The presentations this morning show us the contemporary diversity of usage of projective techniques. Jerry Olson illustrated how a visualization and montage task, organized by Jerry Zaltman as the ZMET method, provides insight into both consumers and their conceptualization of their experience with objects in the marketplace. Jennifer Chang did the same thing using another approach, termed PREP, wherein she focused on eliciting an extended somewht ethnographic awareness of the consumers’ detailed experience to better understand the sources of their marketplace behavior. Both techniques fulfill the specific goals of projective methods that distinguish them from direct questioning: that is, to learn what consumers’ ideas, feelings, and attitudes are when they are not able to articulate them, even to be aware of them, or deny them.

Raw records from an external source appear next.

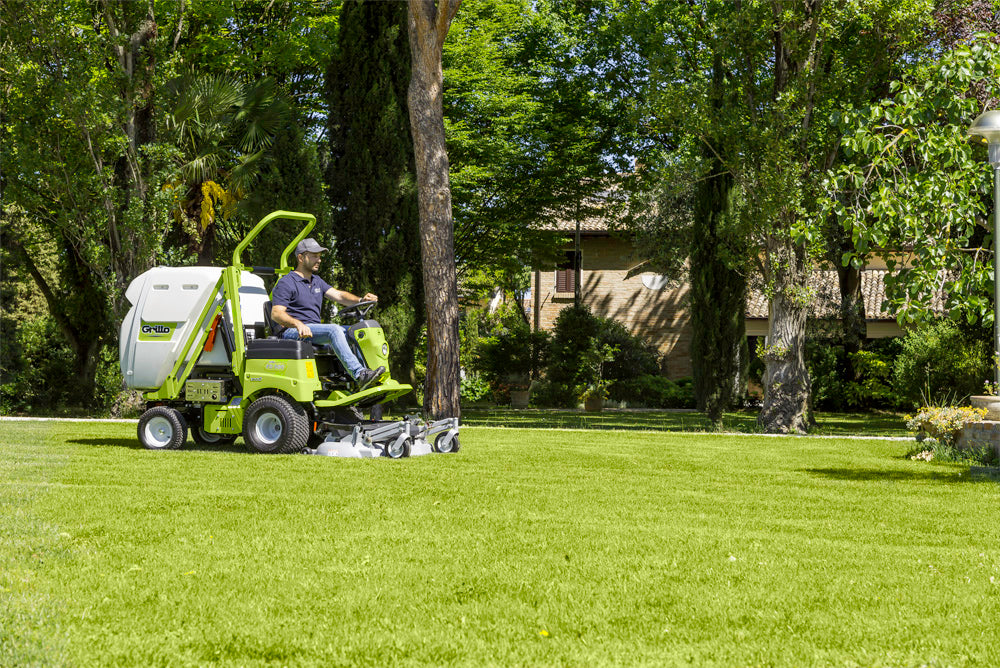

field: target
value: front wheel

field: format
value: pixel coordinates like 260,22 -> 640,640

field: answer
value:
434,434 -> 462,454
243,395 -> 309,454
138,406 -> 187,450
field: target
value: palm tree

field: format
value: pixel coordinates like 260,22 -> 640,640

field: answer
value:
164,74 -> 289,265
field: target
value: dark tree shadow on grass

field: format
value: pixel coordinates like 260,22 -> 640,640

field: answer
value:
800,468 -> 989,483
66,438 -> 249,454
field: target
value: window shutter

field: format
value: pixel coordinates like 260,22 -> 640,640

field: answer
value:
556,269 -> 576,292
556,251 -> 580,292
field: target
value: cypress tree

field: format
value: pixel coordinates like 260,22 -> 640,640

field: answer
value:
237,123 -> 330,264
327,0 -> 425,380
690,158 -> 748,427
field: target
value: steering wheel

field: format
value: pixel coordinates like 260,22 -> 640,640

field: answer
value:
337,301 -> 378,320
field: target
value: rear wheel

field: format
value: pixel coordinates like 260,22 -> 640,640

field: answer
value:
138,406 -> 187,450
243,395 -> 310,454
191,427 -> 236,445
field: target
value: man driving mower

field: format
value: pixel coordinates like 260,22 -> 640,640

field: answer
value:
271,238 -> 385,391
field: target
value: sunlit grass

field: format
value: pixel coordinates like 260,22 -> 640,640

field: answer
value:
0,422 -> 1000,666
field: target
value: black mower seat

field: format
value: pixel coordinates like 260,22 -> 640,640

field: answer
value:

To illustrate this denial, as well as the framing process that Jerry mentioned, I recall an instance in my experience when an outstanding creative person at the J. Walter Thompson advertising agency prepared two ads for Cracker Barrel Cheese. One had no people in it, but showed brown bread, mugs, and some game equipment, with a wedge of the cheese standing on its smallest edge. The other showed flowers and teacups, with the cheese wedge lying on a long side. Consumers projected men into the first scene and joked about the erect posture of the cheese, and envisioned women in the second scene with the cheese lying down. When I confronted the agency art director with her great Freudian skill, she was amazed and denied any deliberation, saying it had just seemed more natural to do it that way.

The fundamental use of metaphor is widely known, of course, and studied in various disciplines. Here, marketing study is making explicit use of the metaphorical character of projection. Freud compared the processes and mechanisms of the human mind to military operations when he noted that regression is like an army falling back to better- defended positions. He used hydraulics in talking about the damming up of psychic energy. And he moved into electricity as it became more prevalent, in saying that the cathexis of some object was like a positive electrical charge. In our times, we use the computer to create new metaphors: falling back on some stereotype might be called the defaultCitself a metaphor about lack or failure.

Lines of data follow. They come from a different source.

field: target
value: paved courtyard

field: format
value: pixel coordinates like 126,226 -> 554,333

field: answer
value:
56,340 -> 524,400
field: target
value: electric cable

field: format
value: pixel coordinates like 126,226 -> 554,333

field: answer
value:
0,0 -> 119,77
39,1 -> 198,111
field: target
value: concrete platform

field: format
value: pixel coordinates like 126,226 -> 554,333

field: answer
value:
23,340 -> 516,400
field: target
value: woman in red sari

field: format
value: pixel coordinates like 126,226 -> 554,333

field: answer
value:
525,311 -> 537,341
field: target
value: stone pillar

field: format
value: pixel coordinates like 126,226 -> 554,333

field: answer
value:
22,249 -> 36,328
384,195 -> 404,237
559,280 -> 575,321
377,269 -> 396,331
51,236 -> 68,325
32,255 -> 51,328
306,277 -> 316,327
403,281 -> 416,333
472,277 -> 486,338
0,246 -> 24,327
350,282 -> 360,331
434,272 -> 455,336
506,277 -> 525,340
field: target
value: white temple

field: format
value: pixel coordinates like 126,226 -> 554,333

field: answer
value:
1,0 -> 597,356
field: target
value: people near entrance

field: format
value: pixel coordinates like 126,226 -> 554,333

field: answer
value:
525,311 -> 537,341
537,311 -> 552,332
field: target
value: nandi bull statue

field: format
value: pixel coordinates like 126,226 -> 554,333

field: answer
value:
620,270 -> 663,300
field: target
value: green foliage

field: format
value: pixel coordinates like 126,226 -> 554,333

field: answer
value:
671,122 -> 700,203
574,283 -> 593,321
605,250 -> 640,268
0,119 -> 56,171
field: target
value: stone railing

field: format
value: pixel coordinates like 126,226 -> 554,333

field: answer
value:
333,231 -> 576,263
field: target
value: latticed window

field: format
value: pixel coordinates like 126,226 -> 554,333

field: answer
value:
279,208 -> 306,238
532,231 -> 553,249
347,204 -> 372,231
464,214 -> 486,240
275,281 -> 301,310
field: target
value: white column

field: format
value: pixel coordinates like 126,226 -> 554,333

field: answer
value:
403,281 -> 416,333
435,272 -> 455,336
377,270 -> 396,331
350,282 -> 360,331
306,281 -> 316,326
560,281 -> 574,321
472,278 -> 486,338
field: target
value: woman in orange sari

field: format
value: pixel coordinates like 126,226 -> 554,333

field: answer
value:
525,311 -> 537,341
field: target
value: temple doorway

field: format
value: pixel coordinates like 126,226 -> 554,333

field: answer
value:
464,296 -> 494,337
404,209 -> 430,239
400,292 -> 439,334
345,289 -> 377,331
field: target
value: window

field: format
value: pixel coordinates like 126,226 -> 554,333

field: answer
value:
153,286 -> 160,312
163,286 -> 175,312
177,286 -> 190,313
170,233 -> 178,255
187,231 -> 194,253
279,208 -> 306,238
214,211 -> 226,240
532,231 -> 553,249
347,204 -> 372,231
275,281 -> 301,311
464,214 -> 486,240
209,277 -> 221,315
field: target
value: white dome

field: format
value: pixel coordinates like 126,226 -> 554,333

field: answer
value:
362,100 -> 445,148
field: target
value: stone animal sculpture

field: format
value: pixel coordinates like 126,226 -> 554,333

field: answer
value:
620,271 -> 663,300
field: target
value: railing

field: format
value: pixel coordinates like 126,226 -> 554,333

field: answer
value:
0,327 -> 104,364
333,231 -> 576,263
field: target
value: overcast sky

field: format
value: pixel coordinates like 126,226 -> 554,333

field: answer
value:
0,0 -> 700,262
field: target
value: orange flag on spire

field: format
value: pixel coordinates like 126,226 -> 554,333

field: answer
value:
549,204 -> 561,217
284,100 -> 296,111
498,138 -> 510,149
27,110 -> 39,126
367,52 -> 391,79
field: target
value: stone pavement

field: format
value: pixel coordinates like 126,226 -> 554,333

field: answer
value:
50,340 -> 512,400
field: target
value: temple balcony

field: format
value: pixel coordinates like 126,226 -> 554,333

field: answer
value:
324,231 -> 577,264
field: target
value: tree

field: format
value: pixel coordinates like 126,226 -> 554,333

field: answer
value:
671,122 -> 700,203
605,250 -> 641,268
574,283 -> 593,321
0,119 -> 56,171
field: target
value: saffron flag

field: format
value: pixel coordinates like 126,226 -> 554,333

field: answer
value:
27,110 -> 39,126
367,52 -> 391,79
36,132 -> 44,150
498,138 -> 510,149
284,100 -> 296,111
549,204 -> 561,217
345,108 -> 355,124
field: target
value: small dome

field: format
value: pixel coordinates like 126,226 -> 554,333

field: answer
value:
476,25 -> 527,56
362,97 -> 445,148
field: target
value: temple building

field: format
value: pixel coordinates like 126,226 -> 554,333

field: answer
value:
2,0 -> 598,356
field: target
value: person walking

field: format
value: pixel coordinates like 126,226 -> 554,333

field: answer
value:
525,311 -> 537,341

Dennis Rook gave us a splendid overview. His paper is an excellent contribution to thinking about projective methods in an organized way, laying out ideas about their varying character and offering practical guidance to thinking about how and when to use them. The three papers provided a well integrated workshop, combining a good orientation with satisfying specific detail, and should encourage continued creative use of our projective abilities.